Gregg Welz, a lifelong resident of Norwalk, Connecticut, is a conceptual artist who configures cut and folded pieces of drawing paper into repeating patterns, creating gradations of light and cast shadow. From early watercolor lessons at the age of twelve to an art and design education at Pratt Institute in Brooklyn, New York, Welz has continued to experiment artistically. He notes that his imagination is influenced by geometries found throughout the environment, both natural and man-made. “I am drawn to this abstract process as a means of expressing the visual symmetry around me: architecture, water patterns, or stone walls, for instance,” says Welz of his cut paper practice, citing Sol LeWitt and Louise Nevelson among his sources of inspiration. “Using the grid confines or contains the composition to its singular space; I envision the boundaries broken through to infinite scale.”

Utilizing paper with texture and weight is important to the artist; he likes the tactile feel of it. While he sometimes works in colored papers—rich crimson, Mediterranean azure blue—many of his recent pieces are minimalist confections of white on white. The work is delicate yet crisp, the patterns graceful and angular, as intricate as a classical symphony and as elegant as pleats in couture fashion. The folds of the paper in these three-dimensional works form shadows that make one more layer of pattern and color; even in the monochromatic compositions, the shadows cast a variety of shades. “When I first created the paper cuts series, shadows were a pleasant after effect,” Welz notes. “As my work develops, I look forward to what the shadows may reveal.” Welz compares cutting paper to preparing a palette of mixed paint, and his studio tools are blades instead of brushes. He then lays out the grid and completes each square, over and over. Each piece of paper has been scored, cut, folded, and a fixed with a riser; completion can take several weeks of repetitious practice.

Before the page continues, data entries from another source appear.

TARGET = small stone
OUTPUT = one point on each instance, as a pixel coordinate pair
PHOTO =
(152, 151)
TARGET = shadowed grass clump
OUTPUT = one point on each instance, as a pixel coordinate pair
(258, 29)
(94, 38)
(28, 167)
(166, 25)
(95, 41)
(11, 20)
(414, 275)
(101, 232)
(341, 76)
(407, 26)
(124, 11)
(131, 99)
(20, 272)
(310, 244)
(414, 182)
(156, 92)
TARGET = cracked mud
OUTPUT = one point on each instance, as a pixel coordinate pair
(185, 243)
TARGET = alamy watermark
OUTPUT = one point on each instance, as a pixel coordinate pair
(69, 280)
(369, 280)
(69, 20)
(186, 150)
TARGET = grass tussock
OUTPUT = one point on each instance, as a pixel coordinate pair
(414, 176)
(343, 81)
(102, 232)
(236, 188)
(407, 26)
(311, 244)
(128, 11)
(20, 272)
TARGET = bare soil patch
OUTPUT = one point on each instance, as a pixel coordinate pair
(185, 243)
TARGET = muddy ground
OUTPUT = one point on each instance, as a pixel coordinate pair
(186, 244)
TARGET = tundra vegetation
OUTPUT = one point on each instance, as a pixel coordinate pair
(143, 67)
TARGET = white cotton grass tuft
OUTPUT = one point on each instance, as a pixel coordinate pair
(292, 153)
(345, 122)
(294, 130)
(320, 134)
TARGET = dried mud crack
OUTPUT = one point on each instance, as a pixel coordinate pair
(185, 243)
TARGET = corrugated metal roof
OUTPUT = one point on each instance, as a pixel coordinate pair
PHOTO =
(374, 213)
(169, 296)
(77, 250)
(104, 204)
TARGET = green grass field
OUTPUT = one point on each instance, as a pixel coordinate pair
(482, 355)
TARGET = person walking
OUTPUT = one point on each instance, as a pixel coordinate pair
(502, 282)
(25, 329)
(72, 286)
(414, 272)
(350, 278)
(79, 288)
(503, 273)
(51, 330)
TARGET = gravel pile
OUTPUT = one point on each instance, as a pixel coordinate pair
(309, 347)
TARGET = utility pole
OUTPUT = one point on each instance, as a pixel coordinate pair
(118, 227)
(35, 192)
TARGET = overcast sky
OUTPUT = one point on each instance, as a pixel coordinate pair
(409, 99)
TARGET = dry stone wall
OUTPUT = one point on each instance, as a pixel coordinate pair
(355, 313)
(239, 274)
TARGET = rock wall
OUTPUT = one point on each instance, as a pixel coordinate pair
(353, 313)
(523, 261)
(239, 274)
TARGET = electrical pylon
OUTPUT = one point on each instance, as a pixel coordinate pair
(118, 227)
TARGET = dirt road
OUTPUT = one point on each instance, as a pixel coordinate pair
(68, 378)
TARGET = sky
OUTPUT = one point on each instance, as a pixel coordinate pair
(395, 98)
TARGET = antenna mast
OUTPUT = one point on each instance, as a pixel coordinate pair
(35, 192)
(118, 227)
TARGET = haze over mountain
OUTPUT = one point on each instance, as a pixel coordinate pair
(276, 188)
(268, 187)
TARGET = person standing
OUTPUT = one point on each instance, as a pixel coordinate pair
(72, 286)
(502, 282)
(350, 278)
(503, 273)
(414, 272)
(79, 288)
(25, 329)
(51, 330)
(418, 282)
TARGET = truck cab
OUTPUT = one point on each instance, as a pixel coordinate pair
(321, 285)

The artist enjoys viewers’ reactions to his work and is often queried on his patience. Paper Cuts includes works such as Up and Over, a perfect square composed of 169 smaller squares, each its own tile of origami-like folds. The detailed shapes Welz has folded into the creamy white paper conjure endless associations: tiny kites, ornate frosting roses, snowy peaks, experimental architecture, spinning pinwheels, scales on a pale fish, or facets in a diamond. Simultaneously stimulating and meditative, Welz’s cuts and creases form individual universes that are nuanced when seen from any focal point. Viewers will find something new to contemplate with each look.